Posted: Fri Sep 02, 2011 2:14 am
by blackbox
Notvacka wrote:
blackbox wrote:But everything we know about ideas is that they are material. They are complex arrangements of neurons and synapses. They are the result of chemicals energised by electrical charges. What reason do you have to say that ideas are immaterial?
How difficult can this be to understand?

I'm thinking of a flower right now, a bright yellow sunflower. I close my eyes and picture it in my mind. Now, a flower exists in my imagination. It's a very immaterial sunflower, but it do exist, as an idea in my mind.

How can you not see the obvious difference between a material flower growing in my garden and an immaterial one conjured up by my imagination?
Haha, don't worry Notvacka, I completely understand your frustration. I'm feeling exactly the same.
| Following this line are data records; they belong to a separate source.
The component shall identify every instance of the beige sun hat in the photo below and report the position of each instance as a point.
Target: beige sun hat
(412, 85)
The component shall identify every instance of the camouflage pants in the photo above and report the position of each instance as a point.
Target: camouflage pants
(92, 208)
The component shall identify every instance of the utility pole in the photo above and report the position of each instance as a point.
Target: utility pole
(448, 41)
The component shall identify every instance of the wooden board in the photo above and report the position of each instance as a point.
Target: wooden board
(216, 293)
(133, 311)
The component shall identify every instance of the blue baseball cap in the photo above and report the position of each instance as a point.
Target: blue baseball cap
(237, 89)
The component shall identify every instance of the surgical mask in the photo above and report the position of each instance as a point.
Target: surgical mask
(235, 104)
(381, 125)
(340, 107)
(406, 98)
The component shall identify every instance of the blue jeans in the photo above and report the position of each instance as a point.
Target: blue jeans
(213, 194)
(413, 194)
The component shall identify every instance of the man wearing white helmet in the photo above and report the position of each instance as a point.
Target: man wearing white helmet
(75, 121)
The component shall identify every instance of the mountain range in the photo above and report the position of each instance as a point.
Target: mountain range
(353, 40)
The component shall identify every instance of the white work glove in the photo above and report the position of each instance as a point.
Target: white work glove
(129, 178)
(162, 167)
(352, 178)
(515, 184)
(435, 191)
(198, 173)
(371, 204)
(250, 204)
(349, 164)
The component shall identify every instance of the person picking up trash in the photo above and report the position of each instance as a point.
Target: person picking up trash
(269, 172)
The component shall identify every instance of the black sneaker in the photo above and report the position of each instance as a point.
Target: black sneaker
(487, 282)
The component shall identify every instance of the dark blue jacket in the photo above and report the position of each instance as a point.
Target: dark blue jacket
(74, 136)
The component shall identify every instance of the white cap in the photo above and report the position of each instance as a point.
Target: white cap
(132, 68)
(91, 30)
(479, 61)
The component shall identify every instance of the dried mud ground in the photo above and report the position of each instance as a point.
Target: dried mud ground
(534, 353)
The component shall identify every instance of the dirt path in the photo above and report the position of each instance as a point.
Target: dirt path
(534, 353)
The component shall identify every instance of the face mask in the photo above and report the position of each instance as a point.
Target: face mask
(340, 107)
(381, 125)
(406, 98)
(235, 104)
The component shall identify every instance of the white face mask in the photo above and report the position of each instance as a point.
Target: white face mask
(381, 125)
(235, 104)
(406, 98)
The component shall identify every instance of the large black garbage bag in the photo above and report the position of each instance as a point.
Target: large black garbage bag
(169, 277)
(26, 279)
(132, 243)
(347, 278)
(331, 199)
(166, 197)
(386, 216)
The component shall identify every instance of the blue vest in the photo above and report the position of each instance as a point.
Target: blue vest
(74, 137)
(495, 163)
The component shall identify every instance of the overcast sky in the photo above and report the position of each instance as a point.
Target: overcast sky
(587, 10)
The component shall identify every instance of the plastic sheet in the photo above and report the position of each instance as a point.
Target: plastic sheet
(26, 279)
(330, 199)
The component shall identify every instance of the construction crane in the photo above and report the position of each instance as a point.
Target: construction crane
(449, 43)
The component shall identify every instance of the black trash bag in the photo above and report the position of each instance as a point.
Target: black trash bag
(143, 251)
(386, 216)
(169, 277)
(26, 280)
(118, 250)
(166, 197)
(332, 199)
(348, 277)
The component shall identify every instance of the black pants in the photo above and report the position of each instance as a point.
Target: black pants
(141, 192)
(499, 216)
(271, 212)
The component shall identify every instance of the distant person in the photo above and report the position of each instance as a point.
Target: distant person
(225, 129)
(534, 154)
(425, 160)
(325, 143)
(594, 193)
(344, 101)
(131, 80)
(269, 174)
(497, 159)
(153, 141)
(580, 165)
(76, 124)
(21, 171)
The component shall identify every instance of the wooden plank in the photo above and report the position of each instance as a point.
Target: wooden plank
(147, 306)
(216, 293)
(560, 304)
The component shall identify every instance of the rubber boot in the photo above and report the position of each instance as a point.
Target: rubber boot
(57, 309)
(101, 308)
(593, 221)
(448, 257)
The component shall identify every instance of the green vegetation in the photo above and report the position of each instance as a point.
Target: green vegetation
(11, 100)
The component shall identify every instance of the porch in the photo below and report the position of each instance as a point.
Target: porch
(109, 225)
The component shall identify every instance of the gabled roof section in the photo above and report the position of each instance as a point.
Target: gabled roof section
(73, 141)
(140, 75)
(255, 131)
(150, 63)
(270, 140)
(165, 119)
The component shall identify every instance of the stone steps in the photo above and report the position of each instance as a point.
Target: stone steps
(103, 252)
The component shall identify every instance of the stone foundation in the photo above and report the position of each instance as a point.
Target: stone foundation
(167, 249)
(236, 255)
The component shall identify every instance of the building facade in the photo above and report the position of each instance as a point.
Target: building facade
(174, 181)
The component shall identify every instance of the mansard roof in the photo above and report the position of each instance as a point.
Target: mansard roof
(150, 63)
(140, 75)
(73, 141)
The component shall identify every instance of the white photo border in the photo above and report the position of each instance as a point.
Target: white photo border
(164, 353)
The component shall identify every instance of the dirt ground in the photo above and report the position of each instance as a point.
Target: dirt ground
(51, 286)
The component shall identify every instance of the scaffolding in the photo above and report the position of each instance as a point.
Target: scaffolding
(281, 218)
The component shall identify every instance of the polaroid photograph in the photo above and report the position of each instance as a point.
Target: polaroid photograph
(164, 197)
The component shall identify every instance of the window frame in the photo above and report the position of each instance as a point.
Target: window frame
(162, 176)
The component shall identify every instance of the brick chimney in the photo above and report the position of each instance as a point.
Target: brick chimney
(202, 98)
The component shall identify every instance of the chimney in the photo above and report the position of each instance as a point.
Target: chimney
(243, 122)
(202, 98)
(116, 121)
It's the difference between a flower and a concept of a flower. Both are physical, but one is a plant, the other is an idea in your head. So, I recognise the difference, but I also insist that thoughts (ideas) are things. Made of stuff. So, don't have a flower in your head. You don't even have an immaterial flower in your head. You have some brains cells, physical ones, connected up physically, and the particular arrangement of these things is experienced as the impression of a flower. That conscious impression is utterly physical. If we could, and we extracted the physical neurons, your impression would disappear. Because it is physical.

I think you can say they're immaterial because we can't pick up brain cells as easily as rocks. If we could, and that's only a technological limitation, I doubt you'd be insisting that they are not material.